Variational Federated Multi-Task Learning
Luca Corinzia, Ami Beuret, Joachim M. Buhmann
TL;DR
This work tackles federated learning under strong data heterogeneity by reframing the problem as federated multi-task learning for non-convex models. The authors propose VIRTUAL, a variational inference-based framework that models a star-shaped Bayesian network connecting a central server to multiple clients, yielding shared and task-specific parameters with privacy-preserving updates. Empirical results on diverse real-world datasets show VIRTUAL outperforms FedAvg and FedProx on MT performance while enabling sparser updates and reduced communication. The approach provides a principled way to transfer knowledge across clients and personalize models to local distributions, with practical implications for scalable, privacy-preserving FL.
Abstract
In federated learning, a central server coordinates the training of a single model on a massively distributed network of devices.
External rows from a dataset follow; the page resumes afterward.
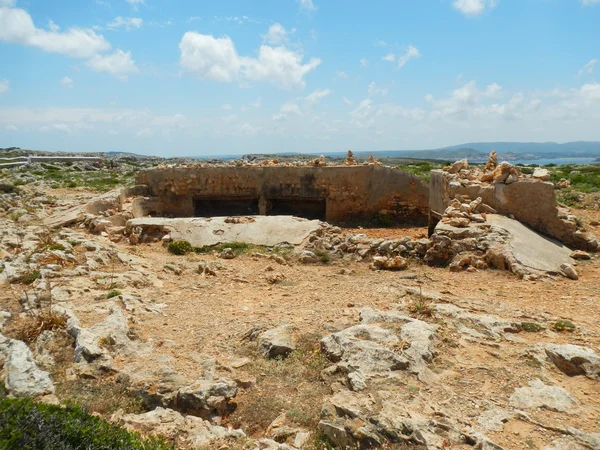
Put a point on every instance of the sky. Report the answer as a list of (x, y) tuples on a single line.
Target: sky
[(200, 77)]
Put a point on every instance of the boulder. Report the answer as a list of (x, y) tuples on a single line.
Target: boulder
[(206, 398), (387, 263), (574, 359), (363, 351), (540, 395), (187, 431), (23, 377), (276, 342), (308, 257)]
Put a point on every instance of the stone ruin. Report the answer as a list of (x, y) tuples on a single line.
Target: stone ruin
[(478, 217)]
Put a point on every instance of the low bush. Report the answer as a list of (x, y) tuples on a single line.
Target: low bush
[(180, 247), (25, 424), (112, 294)]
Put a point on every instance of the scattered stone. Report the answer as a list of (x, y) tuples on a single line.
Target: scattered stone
[(387, 263), (23, 378), (569, 271), (186, 431), (539, 395), (227, 253), (308, 257), (276, 342), (573, 359), (580, 254)]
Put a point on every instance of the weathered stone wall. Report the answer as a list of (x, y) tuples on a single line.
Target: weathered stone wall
[(530, 201), (354, 192)]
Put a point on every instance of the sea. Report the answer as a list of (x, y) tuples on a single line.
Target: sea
[(557, 161)]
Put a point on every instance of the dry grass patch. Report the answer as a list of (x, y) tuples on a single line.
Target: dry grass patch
[(292, 386), (28, 328)]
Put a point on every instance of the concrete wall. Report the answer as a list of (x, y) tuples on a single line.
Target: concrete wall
[(530, 201), (350, 192)]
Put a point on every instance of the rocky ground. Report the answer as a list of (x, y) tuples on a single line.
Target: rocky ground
[(277, 349)]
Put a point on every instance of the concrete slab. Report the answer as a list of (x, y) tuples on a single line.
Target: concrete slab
[(257, 230), (532, 249)]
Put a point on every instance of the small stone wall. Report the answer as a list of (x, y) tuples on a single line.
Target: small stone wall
[(530, 201), (348, 192)]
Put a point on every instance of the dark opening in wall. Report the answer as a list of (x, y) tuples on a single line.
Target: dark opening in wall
[(225, 206), (308, 208)]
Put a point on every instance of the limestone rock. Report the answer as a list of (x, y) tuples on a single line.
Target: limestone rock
[(389, 263), (206, 398), (112, 333), (574, 359), (187, 431), (227, 253), (308, 257), (580, 254), (569, 271), (363, 351), (540, 395), (23, 377), (276, 342)]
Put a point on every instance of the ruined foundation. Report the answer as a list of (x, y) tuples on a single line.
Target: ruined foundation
[(334, 194)]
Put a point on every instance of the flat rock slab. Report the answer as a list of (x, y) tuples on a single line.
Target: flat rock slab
[(257, 230), (530, 248)]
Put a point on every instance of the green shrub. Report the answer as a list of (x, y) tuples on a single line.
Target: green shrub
[(30, 277), (563, 325), (323, 255), (238, 248), (180, 247), (112, 294), (25, 424)]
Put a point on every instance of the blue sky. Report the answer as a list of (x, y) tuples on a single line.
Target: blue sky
[(183, 77)]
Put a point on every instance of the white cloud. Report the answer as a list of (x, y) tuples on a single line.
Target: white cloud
[(4, 86), (53, 27), (589, 67), (252, 105), (472, 8), (411, 52), (67, 82), (492, 90), (307, 5), (128, 23), (209, 57), (316, 96), (291, 107), (249, 129), (144, 132), (217, 59), (590, 92), (374, 90), (277, 35), (16, 27), (119, 63), (361, 116)]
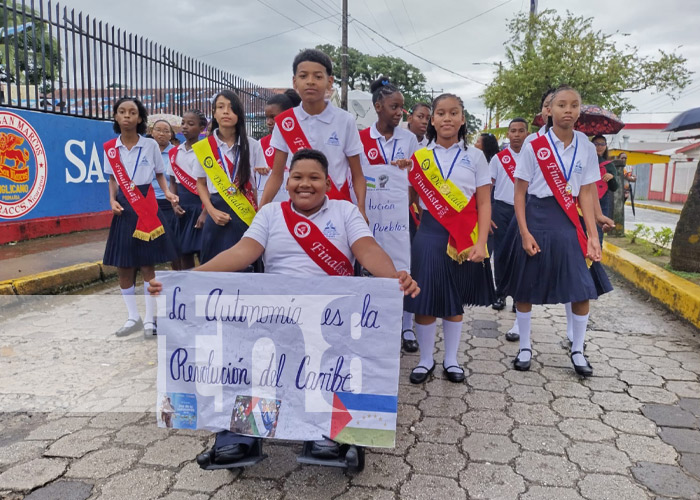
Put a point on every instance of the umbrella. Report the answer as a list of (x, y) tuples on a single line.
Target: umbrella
[(174, 120), (594, 120), (685, 121)]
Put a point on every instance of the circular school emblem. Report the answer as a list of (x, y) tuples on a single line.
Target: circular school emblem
[(288, 124), (302, 229), (23, 170)]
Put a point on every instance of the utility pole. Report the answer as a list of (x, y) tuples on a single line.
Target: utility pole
[(344, 60)]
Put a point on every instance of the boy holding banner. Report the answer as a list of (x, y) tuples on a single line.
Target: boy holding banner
[(317, 124), (309, 235), (387, 146)]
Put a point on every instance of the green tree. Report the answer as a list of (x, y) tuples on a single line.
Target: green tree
[(26, 47), (548, 50), (363, 69)]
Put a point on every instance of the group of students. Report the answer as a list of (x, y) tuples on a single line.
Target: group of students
[(236, 202)]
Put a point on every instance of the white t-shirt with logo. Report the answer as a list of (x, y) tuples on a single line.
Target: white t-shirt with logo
[(339, 220)]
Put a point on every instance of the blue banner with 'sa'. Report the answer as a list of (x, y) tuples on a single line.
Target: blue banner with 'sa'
[(51, 165)]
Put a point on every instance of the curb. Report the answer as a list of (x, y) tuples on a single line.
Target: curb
[(58, 280), (679, 295), (658, 208)]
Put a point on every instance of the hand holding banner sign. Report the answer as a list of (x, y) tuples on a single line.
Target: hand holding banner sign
[(274, 356)]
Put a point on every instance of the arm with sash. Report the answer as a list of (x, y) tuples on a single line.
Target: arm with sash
[(446, 202), (148, 226), (294, 136), (206, 151)]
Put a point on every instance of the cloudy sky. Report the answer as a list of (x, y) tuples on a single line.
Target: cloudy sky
[(257, 39)]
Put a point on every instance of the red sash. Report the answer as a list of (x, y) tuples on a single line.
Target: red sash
[(312, 240), (460, 224), (148, 226), (185, 179), (508, 162), (371, 147), (268, 150), (293, 135), (557, 183), (601, 185)]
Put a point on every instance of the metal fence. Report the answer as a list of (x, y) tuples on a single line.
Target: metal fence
[(56, 60)]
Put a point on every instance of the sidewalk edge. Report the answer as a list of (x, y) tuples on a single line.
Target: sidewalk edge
[(677, 294)]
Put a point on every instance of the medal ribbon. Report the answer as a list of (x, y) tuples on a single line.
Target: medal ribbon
[(312, 240), (148, 226), (206, 151), (446, 202)]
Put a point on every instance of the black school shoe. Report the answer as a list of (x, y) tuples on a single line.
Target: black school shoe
[(522, 366), (418, 377), (408, 345), (499, 304), (583, 370)]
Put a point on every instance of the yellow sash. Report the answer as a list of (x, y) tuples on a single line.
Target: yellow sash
[(215, 171), (448, 192)]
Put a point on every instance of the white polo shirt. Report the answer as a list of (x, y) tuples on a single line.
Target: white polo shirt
[(470, 169), (503, 187), (399, 146), (333, 132), (585, 166), (339, 220), (146, 152), (233, 154), (186, 160)]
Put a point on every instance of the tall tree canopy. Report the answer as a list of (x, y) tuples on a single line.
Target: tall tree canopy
[(363, 69), (548, 50)]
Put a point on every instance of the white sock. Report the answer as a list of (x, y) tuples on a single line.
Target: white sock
[(523, 320), (514, 328), (150, 316), (426, 341), (569, 322), (130, 301), (452, 331), (579, 327), (407, 326)]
This setting can be naturally extended to a multi-task learning framework, to handle real-world federated datasets that typically show strong statistical heterogeneity among devices. Despite federated multi-task learning being shown to be an effective paradigm for real-world datasets, it has been applied only on convex models. In this work, we introduce VIRTUAL, an algorithm for federated multi-task learning for general non-convex models. In VIRTUAL the federated network of the server and the clients is treated as a star-shaped Bayesian network, and learning is performed on the network using approximated variational inference. We show that this method is effective on real-world federated datasets, outperforming the current state-of-the-art for federated learning, and concurrently allowing sparser gradient updates.